Diagnosis of Langerhans Cell Histiocytosis on Fine Needle Aspiration Cytology: A Case Report and Review of the Cytology Literature

Neeta Kumar 1,*, Shahin Sayed 1, Sudhir Vinayak 2
PMCID: PMC3034992  PMID: 21331166

Abstract

A case of multifocal Langerhans cell histiocytosis in a two-year-old child is presented where fine needle aspiration was helpful in achieving a rapid and accurate diagnosis in an appropriate clinical and radiological setting. This can avoid unnecessary biopsy and guide the management especially where access to histopathology is limited. The highly characteristic common and rare cytological features are highlighted with focus on differential diagnoses and causes of pitfalls.

1. Introduction

Langerhans cell histiocytosis (LCH) is a rare disease affecting predominantly children. It can present as a solitary lesion requiring no treatment or as a multisystem, life-threatening disorder necessitating aggressive therapy [1].

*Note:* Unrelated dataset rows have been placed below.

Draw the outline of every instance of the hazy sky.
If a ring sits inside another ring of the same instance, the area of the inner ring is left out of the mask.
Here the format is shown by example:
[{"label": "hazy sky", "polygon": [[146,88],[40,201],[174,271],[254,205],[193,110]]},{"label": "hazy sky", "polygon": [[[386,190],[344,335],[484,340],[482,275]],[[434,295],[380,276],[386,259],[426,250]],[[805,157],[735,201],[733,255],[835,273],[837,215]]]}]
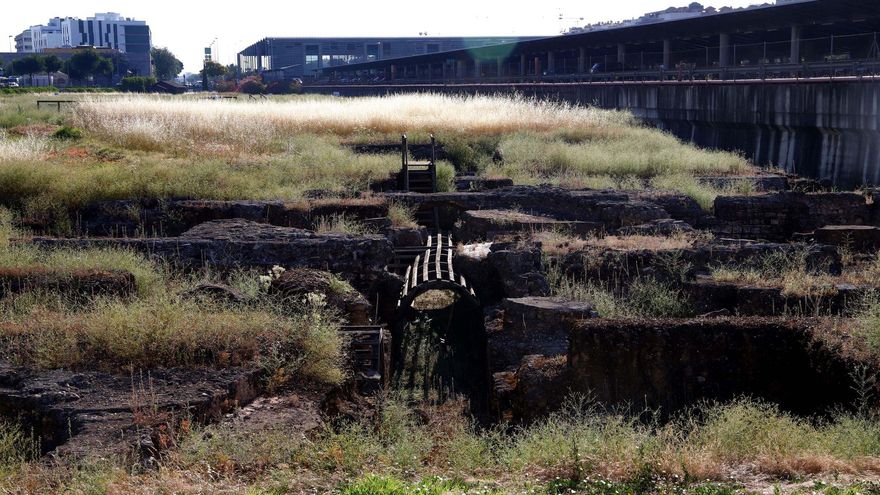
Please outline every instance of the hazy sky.
[{"label": "hazy sky", "polygon": [[[430,36],[559,34],[563,28],[638,17],[690,0],[272,0],[191,2],[150,0],[40,0],[3,9],[0,34],[9,36],[50,17],[89,17],[119,12],[147,21],[153,45],[167,46],[186,71],[201,68],[205,46],[217,38],[224,64],[233,63],[242,48],[267,36]],[[744,7],[756,0],[703,0],[704,5]],[[200,5],[202,4],[202,5]],[[228,8],[224,4],[229,5]],[[203,6],[204,5],[204,6]],[[248,6],[253,5],[250,9]],[[559,18],[563,17],[563,20]],[[581,20],[583,18],[583,20]]]}]

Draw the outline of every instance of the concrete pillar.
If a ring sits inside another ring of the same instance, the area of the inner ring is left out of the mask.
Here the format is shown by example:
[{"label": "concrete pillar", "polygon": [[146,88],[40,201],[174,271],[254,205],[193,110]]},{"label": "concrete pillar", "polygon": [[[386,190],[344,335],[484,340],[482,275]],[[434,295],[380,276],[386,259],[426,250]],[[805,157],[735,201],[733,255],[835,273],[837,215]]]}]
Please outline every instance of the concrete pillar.
[{"label": "concrete pillar", "polygon": [[718,65],[720,67],[730,67],[730,35],[727,33],[721,33],[718,36],[718,40]]},{"label": "concrete pillar", "polygon": [[663,40],[663,67],[672,68],[672,40]]},{"label": "concrete pillar", "polygon": [[801,27],[794,25],[791,27],[791,63],[801,63]]}]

We present a case of LCH in a child where fine needle aspiration (FNA) was helpful in establishing a rapid and correct diagnosis in correlation with radiology. The purpose is to highlight common and rare cytological features. This will add to the pathologist's confidence in rendering a rapid and accurate cytologic diagnosis, avoid unnecessary biopsy and guide appropriate management. This is especially valuable in a setting where cytopathologist expertise may not be easily available and histopathology services are located only in big cities and are inaccessible to patients in rural areas due to the long distance and high cost involved.

2. Case Report

A two-year-old female child presented to the outreach centre of our university hospital with swellings on right frontal and occipital regions of skull for the last one year. On examination, these were fluctuant, ill-defined soft tissue masses which measured 2 × 2 and 3 × 3 cms, respectively. In addition, a cervical lymph node was palpable on the left side measuring 1 × 1 cms. It was firm, tender, and slightly mobile. The patient had no fever or loss of weight. The liver and spleen were not palpable.

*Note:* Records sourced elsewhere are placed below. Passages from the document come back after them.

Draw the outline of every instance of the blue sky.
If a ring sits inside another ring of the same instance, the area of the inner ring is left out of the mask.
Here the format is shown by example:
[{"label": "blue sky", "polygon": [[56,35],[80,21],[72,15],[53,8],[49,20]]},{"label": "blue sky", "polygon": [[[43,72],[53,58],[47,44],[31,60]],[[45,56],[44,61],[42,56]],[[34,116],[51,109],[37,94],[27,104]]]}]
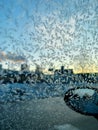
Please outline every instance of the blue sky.
[{"label": "blue sky", "polygon": [[0,0],[3,66],[98,71],[97,49],[97,0]]}]

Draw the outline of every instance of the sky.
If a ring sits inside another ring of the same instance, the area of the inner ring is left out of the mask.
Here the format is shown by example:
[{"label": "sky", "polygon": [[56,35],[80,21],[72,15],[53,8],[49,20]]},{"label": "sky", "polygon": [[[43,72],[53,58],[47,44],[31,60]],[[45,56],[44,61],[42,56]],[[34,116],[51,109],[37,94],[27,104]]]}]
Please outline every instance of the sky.
[{"label": "sky", "polygon": [[98,72],[98,0],[0,0],[4,68]]}]

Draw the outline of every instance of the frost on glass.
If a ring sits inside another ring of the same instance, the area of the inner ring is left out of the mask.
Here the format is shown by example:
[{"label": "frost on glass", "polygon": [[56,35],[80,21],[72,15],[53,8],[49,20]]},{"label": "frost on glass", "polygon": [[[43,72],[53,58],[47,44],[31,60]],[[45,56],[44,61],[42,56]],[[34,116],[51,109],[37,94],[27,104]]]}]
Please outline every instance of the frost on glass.
[{"label": "frost on glass", "polygon": [[97,28],[97,0],[1,0],[1,86],[42,84],[38,97],[48,97],[97,84]]},{"label": "frost on glass", "polygon": [[0,0],[2,130],[85,130],[63,98],[97,85],[98,0]]}]

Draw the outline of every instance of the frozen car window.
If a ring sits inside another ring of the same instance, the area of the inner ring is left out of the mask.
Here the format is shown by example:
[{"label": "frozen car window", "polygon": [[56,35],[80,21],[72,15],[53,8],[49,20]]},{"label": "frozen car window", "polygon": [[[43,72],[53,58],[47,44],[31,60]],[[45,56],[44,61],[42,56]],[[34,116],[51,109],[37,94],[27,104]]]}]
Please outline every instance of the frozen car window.
[{"label": "frozen car window", "polygon": [[64,102],[85,96],[93,112],[95,89],[98,0],[0,0],[2,130],[97,129],[94,117]]}]

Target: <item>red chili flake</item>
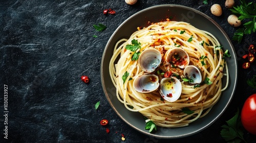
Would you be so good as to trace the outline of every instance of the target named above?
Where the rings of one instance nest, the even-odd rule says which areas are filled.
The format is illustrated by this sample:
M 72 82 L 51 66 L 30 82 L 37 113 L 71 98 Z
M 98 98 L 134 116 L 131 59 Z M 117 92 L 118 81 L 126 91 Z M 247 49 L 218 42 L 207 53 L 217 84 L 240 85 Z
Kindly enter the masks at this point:
M 172 75 L 172 72 L 165 72 L 165 73 L 164 73 L 164 75 L 163 75 L 163 76 L 165 77 L 165 78 L 169 78 L 169 77 L 170 77 L 170 76 Z
M 248 55 L 246 54 L 246 55 L 244 55 L 244 56 L 243 56 L 243 57 L 242 57 L 244 59 L 246 59 L 248 56 Z
M 101 121 L 100 121 L 100 125 L 102 126 L 105 126 L 106 125 L 109 123 L 109 121 L 106 119 L 103 119 Z
M 108 12 L 109 12 L 108 9 L 105 9 L 103 11 L 103 14 L 106 14 L 108 13 Z
M 245 62 L 242 65 L 243 68 L 246 69 L 250 67 L 250 63 L 249 62 Z
M 116 13 L 116 11 L 115 11 L 114 10 L 112 10 L 112 11 L 109 12 L 109 13 L 110 14 L 114 14 L 115 13 Z
M 255 54 L 255 50 L 254 49 L 254 46 L 253 44 L 250 44 L 248 48 L 248 51 L 249 53 L 251 53 L 252 54 Z
M 173 97 L 173 94 L 172 93 L 167 94 L 166 97 L 171 98 Z
M 249 60 L 249 62 L 252 63 L 254 60 L 254 55 L 251 53 L 249 53 L 248 54 L 248 59 Z
M 109 128 L 106 128 L 106 133 L 108 134 L 110 132 L 110 129 L 109 129 Z
M 89 78 L 86 76 L 82 76 L 81 77 L 81 79 L 85 83 L 89 82 Z

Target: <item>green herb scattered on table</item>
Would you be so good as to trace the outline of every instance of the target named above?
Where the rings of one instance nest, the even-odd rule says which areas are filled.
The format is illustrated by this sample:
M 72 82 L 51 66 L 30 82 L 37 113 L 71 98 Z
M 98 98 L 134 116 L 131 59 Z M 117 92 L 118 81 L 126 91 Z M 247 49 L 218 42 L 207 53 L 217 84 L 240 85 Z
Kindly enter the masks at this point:
M 240 0 L 241 5 L 233 7 L 230 11 L 240 15 L 238 19 L 246 19 L 248 21 L 243 24 L 244 27 L 238 29 L 234 34 L 232 39 L 240 43 L 245 34 L 250 34 L 256 31 L 256 3 L 250 2 L 246 4 L 245 0 Z
M 223 129 L 220 133 L 225 140 L 228 142 L 240 142 L 241 141 L 247 142 L 243 137 L 244 129 L 239 116 L 239 109 L 238 109 L 233 117 L 226 122 L 227 125 L 221 126 Z

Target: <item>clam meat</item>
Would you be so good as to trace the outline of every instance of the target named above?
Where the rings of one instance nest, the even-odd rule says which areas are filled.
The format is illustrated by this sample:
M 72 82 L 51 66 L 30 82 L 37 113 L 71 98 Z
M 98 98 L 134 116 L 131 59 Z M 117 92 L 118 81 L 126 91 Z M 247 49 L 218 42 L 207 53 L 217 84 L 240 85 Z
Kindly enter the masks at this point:
M 147 73 L 152 73 L 158 67 L 162 60 L 160 52 L 155 49 L 144 50 L 139 57 L 138 63 L 141 69 Z
M 196 84 L 202 82 L 201 70 L 195 65 L 188 65 L 184 69 L 184 75 L 189 80 L 190 84 Z

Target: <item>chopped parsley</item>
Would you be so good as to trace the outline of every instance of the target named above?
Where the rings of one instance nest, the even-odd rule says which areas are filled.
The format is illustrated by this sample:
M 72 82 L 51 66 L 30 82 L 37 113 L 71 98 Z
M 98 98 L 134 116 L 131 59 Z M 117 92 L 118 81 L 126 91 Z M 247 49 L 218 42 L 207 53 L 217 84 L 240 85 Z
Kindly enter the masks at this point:
M 123 75 L 122 76 L 122 79 L 123 80 L 123 83 L 124 84 L 124 82 L 125 82 L 125 81 L 127 79 L 127 77 L 129 76 L 129 73 L 125 72 L 124 74 L 123 74 Z
M 183 31 L 181 31 L 180 33 L 180 34 L 184 34 L 185 32 L 186 32 L 186 31 L 185 30 L 183 30 Z
M 145 120 L 146 120 L 146 126 L 145 127 L 145 130 L 150 130 L 150 133 L 152 132 L 154 129 L 155 131 L 157 131 L 157 125 L 154 123 L 152 121 L 150 120 L 150 119 L 147 119 L 146 117 L 144 117 Z
M 191 35 L 191 37 L 187 40 L 187 41 L 190 42 L 193 40 L 193 35 Z
M 125 49 L 130 50 L 132 52 L 136 52 L 138 49 L 141 48 L 140 46 L 141 43 L 138 41 L 138 40 L 133 39 L 132 40 L 132 44 L 127 44 L 125 46 Z M 132 57 L 132 60 L 137 60 L 139 59 L 139 56 L 140 55 L 139 51 L 135 53 Z
M 211 85 L 212 84 L 212 82 L 210 81 L 210 79 L 207 77 L 206 77 L 205 79 L 204 79 L 204 83 L 207 85 Z
M 207 58 L 207 57 L 206 56 L 201 56 L 200 59 L 202 60 L 202 61 L 201 61 L 201 63 L 202 63 L 202 65 L 203 66 L 203 65 L 206 65 L 206 64 L 204 63 L 204 59 L 206 59 Z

Peripheral blood film showed microcytic hypochromic anemia. Hemoglobin was 10 gm/dL. Differential count showed 19% monocytosis with 38.3% neutrophils, 38.9% lymphocytes, 2.5% eosinophils, and 1.3% basophils. Platelet count was normal. The initial clinical impression favored a malignant lesion. The patient was referred for FNA.

FNA from lymph node yielded whitish aspirate. FNA from right frontal and occipital masses yielded 0.5 mL and 1 mL hemorrhagic fluid, respectively. The fluid was centrifuged to make smears from the sediment. Ethanol-fixed smears and air-dried smears were prepared and stained with Papanicolaou and Giemsa method, respectively. The remaining sediment was processed to make cell block for immunochemistry.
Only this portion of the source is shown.